Voor de uitvoering in het nationaal recht van deze rechtstreeks toepasselijke verplichting, is het op zichzelf afdoende om te voorzien in de bevoegdheid tot het opleggen van een sanctie bij overtreding. Met betrekking tot de verplichting in de verordening wordt in het merendeel van de te wijzigen wetten nog eens een nationaal verbod ingesteld om te handelen in strijd met de samenwerkingsplicht. In een aantal van deze verboden wordt aangegeven ten aanzien van welke producten het verbod van toepassing is, hoewel de verordening reeds zelf haar (personele en materiële) reikwijdte bepaalt.

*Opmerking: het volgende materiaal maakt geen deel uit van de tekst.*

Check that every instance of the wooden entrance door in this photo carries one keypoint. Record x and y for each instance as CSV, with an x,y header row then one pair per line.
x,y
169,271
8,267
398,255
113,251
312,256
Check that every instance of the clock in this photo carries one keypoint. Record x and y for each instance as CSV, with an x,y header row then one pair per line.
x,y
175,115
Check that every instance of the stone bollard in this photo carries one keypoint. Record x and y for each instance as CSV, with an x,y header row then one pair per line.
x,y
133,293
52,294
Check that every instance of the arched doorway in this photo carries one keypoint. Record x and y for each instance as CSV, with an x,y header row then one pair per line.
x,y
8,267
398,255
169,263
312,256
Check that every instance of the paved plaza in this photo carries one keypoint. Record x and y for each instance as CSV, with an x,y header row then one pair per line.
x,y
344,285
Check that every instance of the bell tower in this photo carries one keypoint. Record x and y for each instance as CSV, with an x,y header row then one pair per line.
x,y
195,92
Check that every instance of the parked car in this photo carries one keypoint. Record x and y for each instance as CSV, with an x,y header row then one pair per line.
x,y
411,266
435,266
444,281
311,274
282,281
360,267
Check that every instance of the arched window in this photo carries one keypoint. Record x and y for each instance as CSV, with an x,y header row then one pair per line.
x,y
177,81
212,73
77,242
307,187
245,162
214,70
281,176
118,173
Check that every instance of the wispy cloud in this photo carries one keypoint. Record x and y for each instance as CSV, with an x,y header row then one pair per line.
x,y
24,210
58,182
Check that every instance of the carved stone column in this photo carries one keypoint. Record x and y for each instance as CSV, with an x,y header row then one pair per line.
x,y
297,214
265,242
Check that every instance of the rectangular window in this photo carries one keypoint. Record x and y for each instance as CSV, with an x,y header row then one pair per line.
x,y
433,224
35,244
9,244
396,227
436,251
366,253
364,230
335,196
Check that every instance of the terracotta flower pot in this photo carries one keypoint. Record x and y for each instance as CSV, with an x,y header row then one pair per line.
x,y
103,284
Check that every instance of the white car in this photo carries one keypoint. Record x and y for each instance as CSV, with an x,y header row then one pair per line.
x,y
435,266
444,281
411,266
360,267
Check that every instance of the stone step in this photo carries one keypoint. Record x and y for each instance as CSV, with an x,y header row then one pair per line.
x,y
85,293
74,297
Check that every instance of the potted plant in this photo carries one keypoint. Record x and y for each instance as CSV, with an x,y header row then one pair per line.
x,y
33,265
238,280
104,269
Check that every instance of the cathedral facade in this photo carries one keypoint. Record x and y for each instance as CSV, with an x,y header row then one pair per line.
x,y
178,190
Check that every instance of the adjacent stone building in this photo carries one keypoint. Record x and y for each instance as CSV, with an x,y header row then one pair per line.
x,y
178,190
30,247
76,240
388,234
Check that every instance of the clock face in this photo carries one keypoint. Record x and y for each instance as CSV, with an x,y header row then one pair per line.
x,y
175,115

Deze implementatietechniek kan, afhankelijk van de vormgeving van de specifieke bepalingen, een (onbedoeld) risico van (toekomstige) afwijking van de verordening met zich brengen.

Voorts volgt uit het voorgestelde artikel 5a van de Meststoffenwet bij (elke) overtreding van de samenwerkingsplicht een verbod om een (elke) meststof in de zin van de verordening te verhandelen. Dit gaat verder dan voor een adequate uitvoering van de verordening nodig is en uit de toelichting wordt niet duidelijk waarom, specifiek bij de Meststoffenwet, voor deze benadering is gekozen.

De Afdeling adviseert de bepalingen ter uitvoering van de samenwerkingsverplichting in artikel 7 van de verordening in het licht van het voorgaande te herzien.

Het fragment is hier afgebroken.